Blast中文手册(2)

Get NCBI BLAST databases(获取NCBI BLAST数据库 )

Created: June 23, 2008; Updated: January 7, 2021.
The best way to obtain BLAST databases is to download them from NCBI or cloud providers (currently from Google Cloud Platform and Amazon Web Services). These are the same databases available via the public BLAST Web Service (https://blast.ncbi.nlm.nih.gov), are updated regularly, and contain taxonomic information built into them. These can also be a source of biological sequence data (see below). To download a preformatted NCBI BLAST database, run the update_blastdb.pl program followed by any relevant options and the name(s) of the BLAST databases to download. For example:

获取BLAST数据库的最佳方式是从NCBI或云提供商(目前从谷歌云平台和亚马逊网络服务)下载它们。这些数据库与公共BLAST Web服务提供的数据库相同(https://blast.ncbi.nlm.nih.gov),定期更新,并包含内置的分类信息。这些也可以是生物序列数据的来源(见下文)。要下载预格式化的NCBI BLAST数据库,请运行update_blastdb.pl程序,然后是要下载的BLAST数据库的任何相关选项和名称。例如:

update_blastdb.pl --decompress nr [*]

在这里插入图片描述

This command will download the compressed nr BLAST database from NCBI to the current working directory and decompress it. Any subsequent identical invocations of this script with the same parameters in that directory will only download any data if it has a different time stamp when compared to the data at NCBI.

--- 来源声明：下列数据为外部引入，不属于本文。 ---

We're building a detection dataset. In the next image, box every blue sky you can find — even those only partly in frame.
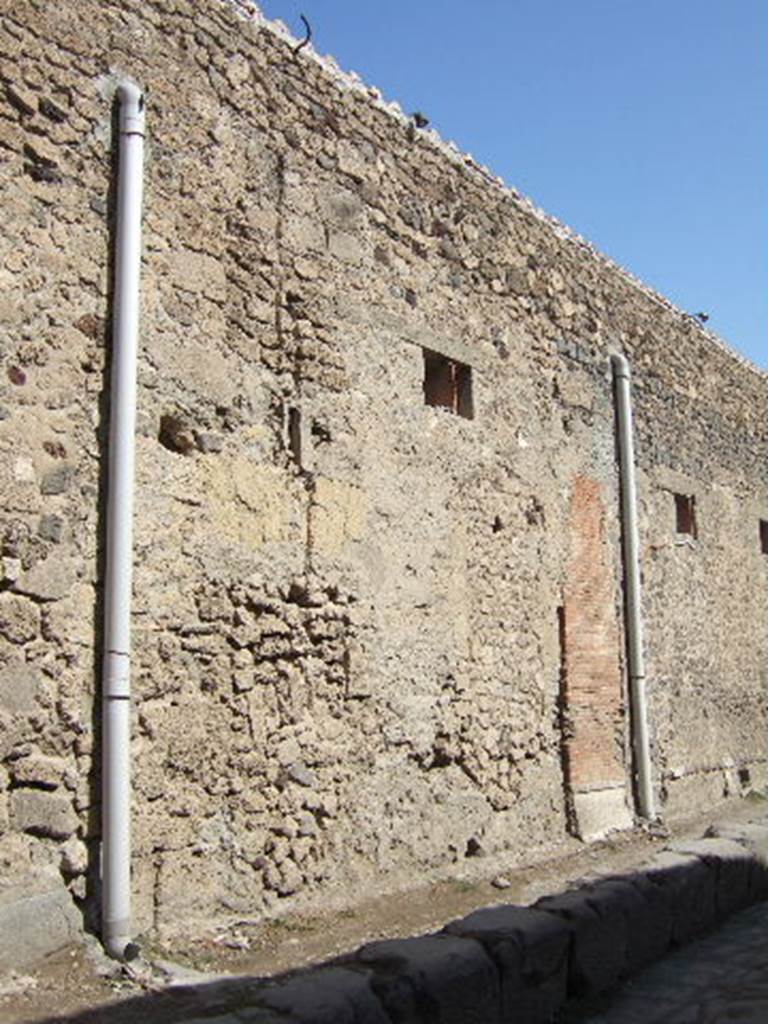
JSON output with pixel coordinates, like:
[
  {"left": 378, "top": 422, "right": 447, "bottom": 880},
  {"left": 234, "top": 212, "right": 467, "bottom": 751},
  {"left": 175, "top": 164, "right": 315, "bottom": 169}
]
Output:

此命令将压缩的nr BLAST数据库从NCBI下载到当前工作目录并解压缩。如果与NCBI上的数据相比,该目录中具有相同参数的该脚本的任何后续相同调用将仅下载具有不同时间戳的任何数据。

The update_blastdb.pl script can determine if you are calling it from within a cloud provider and will automatically download from the appropriate cloud bucket.

update_blastdb.pl脚本可以确定您是否从云提供商内部调用它,并将自动从相应的云存储桶下载。

If you would like to see what BLAST databases are available to download, please run:

如果您想查看哪些BLAST数据库可供下载,请运行:

update_blastdb.pl --showall [*]

在这里插入图片描述

For more information on available NCBI BLAST databases, please see https://go.usa.gov/xPhky . For a demo of this tool, please see https://bit.ly/2UA7tYb (external link).

有关可用NCBI BLAST数据库的更多信息,请参阅https://go.usa.gov/xPhky有关此工具的演示,请参见https://bit.ly/2UA7tYb(外部链接)。

For more details about what command line options this tool supports, please run:

有关此工具支持的命令行选项的详细信息,请运行:

update_blastdb.pl --help

在这里插入图片描述

If you need FASTA from these BLAST databases, you can obtain it as follows:

如果您需要这些BLAST数据库中的FASTA,您可以通过以下方式获得:

blastdbcmd -entry all -db nr -out nr.fsa

在这里插入图片描述

If you need FASTA for selected sequence(s) from these BLAST databases, you can obtain it as follows (the sequence of interest is identified by the accession u00001 in this example):

如果您需要从这些BLAST数据库中选择序列的FASTA,您可以按如下方式获得它(在本例中,感兴趣的序列由登录u00001标识):

blastdbcmd -entry u00001 -db nr -out u00001.fsa

在这里插入图片描述

[*] If you run into any problems with this invocation, please try the –passive option, which is enabled by default in BLAST+ 2.8.1 and following. The --decompress option is only needed if the source data comes from NCBI

[*]如果此调用遇到任何问题,请尝试–被动选项,该选项在BLAST+2.8.1及以下版本中默认启用。只有源数据来自NCBI时才需要–decompress选项

Create a masked BLAST database(创建掩蔽blast数据库)

Created: June 23, 2008; Updated: January 7, 2021.
Creating a masked BLAST database is a two step process:
a. Generate the masking data using a sequence filtering utility like windowmasker or dustmasker
b. Generate the actual BLAST database using makeblastdb
For both steps, the input file can be a text file containing sequences in FASTA format, or an existing BLAST database created using makeblastdb. We will provide examples for both scenarios.

创建掩蔽blast数据库需要两个步骤:
a、 使用序列过滤实用程序(如windowmasker或dustmasker)生成屏蔽数据
b、 使用makeblastdb生成实际的BLAST数据库
对于这两个步骤,输入文件可以是包含FASTA格式序列的文本文件,也可以是使用makeblastdb创建的现有BLAST数据库。我们将为这两种场景提供示例。

Collect mask information files(收集掩码信息文件)

For nucleotide sequence data in FASTA files or BLAST database format, we can generate the mask information files using windowmasker or dustmasker. Windowmasker masks the over-represented sequence data and it can also mask the low complexity sequence data using the built-in dust algorithm (through the -dust option). To mask low-complexity sequences only, we will need to use dustmasker.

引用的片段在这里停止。